If any specific month is absent in the dataset, row for that month would be created and the value for that month would be 0.
Desired output:
Disease State Month ValueList
Covid Texas 2020-02 [0, 2, 3] (no dataset for Feb 20 but next two months are)
Covid Texas 2020-03 [2, 3, 4] (has values for 3 consecutive months)
Covid Texas 2020-04 [3, 4, 0] (doesn’t have value for 6th month)
Covid Texas 2020-05 [4, 0, 0] (has value for present month)
Covid Texas 2020-06 [0, 0, 3] (has value for 8th month)
Covid Texas 2020-07 [0, 3, 0] (has value for 8th month)
Covid Texas 2020-08 [3, 0, 0] (has value for present month)
Covid Texas 2020-09 [0, 0, 0] (no dataset for next 3 months)
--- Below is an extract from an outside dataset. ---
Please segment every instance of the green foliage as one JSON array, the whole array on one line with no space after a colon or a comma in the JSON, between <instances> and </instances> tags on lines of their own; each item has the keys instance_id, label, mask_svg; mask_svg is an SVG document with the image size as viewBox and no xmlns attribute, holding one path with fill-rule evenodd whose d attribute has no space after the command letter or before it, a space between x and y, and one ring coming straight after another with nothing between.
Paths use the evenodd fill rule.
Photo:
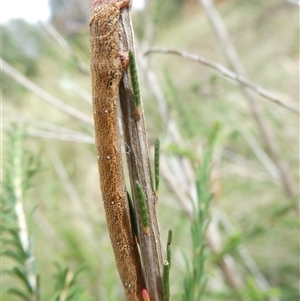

Covid Texas 2020-10 [0, 0, 0] (no dataset for next 3 months)
Covid Texas 2020-11 [0, 0, 0] (no dataset for next 3 months)
Covid Texas 2020-12 [0, 0, 0] (no dataset for next 3 months)
Covid Texas 2021-01 [0, 0, 0] (no dataset for next 3 months)
Covid Texas 2021-02 [0, 0, 0] (no dataset for next 3 months)
Covid Texas 2021-03 [0, 0, 0] (no dataset for next 3 months)
Covid Texas 2021-04 [0, 0, 0] (no dataset for next 3 months)
I am trying to fill in dates using this:
df3= (df2.set_index('MonthEnd')
.groupby(['Disease', 'State']).apply(lambda x: x.drop(['Disease', 'State'], axis=1).asfreq('D'))
.reset_index())
However, it doesn't returns the same time frame for each group. It returns the values between the min and max date in that group.
I’m not sure how I should start. Any help would be appreciated. Thanks!